On September 3, 1986, appellant, driving a car insured by appellee, was involved in an automоbile collision. Appellant filed a claim and received payments under a personal injury protection provision (“PIP”) for medical expenses and lost wages caused by the accident. On February 4, 1987, appellee terminated the benefits after its own physician, a Dr. Collins, examined appellant and determined that the injury, caused by the accident, was no longer present. On February 19, 1987, appellant received the last payment and on February 20, 1987, received written notice of last payment. Appellant had recovered $9,000 up to that point.
Two and one-half years latеr, on August 24, 1989, appellant, through counsel, contacted appellee and requested his PIP claim be reopened to determine whether he was eligible to recover for medical bills and lоst wages incurred after payments ceased in February 1987. In September 1989, appel-lee requested all medical bills/reports from appellant for review by Dr. Collins; and on November 11, 1989, appellant complied and sent the requested medical information. After reviewing the material, Dr. Collins again concluded, on December 22, 1989, that appellant’s ailment was not related to the September 3, 1986 accident. On January 22, 1990, appellee sent a letter to appellant denying his medical expenses and lost wages claim. The letter stated that the present injury was not related to thе accident of September 1986, and appellant, in his complaint, conceded that the letter constituted a denial of his request to reopen his claim.

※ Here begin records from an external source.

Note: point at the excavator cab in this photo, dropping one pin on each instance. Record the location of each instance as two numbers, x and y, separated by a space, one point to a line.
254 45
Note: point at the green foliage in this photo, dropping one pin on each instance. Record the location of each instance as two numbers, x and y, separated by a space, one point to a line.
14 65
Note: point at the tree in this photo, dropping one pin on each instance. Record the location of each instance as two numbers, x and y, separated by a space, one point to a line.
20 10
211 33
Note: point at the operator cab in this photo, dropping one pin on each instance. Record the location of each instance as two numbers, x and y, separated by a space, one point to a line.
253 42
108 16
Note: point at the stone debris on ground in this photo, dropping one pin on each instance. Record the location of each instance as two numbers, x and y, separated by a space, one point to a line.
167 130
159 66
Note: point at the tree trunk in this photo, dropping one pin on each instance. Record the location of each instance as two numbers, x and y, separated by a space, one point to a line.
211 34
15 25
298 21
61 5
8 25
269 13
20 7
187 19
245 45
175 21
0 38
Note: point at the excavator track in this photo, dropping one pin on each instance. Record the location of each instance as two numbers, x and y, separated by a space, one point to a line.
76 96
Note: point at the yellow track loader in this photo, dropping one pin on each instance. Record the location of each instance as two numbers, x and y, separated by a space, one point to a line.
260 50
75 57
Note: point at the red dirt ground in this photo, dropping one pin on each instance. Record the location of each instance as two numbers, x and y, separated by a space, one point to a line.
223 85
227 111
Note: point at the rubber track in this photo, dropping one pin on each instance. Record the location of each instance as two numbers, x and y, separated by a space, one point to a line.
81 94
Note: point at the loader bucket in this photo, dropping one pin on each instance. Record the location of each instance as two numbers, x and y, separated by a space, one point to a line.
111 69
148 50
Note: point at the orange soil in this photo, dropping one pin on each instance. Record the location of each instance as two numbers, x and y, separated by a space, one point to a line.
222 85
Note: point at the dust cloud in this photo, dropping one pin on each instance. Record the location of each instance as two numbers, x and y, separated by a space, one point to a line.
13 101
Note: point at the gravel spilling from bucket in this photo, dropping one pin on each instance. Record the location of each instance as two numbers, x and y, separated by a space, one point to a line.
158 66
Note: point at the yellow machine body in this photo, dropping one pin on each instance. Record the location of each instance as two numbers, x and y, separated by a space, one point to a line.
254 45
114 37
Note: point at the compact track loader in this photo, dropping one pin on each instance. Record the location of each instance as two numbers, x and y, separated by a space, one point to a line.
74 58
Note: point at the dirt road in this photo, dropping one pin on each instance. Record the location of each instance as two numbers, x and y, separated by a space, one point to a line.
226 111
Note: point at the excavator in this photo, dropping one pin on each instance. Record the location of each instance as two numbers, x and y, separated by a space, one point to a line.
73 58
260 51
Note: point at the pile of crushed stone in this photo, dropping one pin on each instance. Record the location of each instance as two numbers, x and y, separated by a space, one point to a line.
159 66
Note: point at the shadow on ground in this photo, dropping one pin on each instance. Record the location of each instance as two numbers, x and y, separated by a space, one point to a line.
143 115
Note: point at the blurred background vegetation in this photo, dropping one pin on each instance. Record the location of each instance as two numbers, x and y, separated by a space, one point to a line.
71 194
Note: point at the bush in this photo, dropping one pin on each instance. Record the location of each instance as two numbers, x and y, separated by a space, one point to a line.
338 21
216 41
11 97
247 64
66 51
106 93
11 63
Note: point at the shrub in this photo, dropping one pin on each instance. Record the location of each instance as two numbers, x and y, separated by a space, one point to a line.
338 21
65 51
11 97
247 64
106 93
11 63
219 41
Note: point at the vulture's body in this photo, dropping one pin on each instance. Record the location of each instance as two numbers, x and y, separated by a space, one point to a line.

On February 19, 1990, three years after the dаte of the last payment of PIP benefits to appellant, the statute of limitations expired. In May 1990, appellant submitted a medical evaluation from a Dr. Azer diagnosing appellant’s injury as being a сonsequence of the car accident in September 1986. Upon receiving Dr. Azer’s report, appellee informed appellant that the statute of limitations had expired for his claim. Finаlly, on October 18, 1990, after further discussions between counsel and appellee’s representatives failed to produce what he considered to be a satisfactory resolution of his PIP clаim, appellant filed suit alleging breach of contract and bad faith by appellee. In his complaint, appellant claims that the statute was tolled in August 1989 when appellant sought to reopen his PIP claim and appellee began what appellant characterizes as good faith negotiations regarding reinstating the PIP benefits. Appellee, moving for summary judgment, asserted the statutе of limitations as a defense and contended that there were no negotiations after the denial letter was sent on January 22, 1990, one month prior to the expiration of the statute of limitations.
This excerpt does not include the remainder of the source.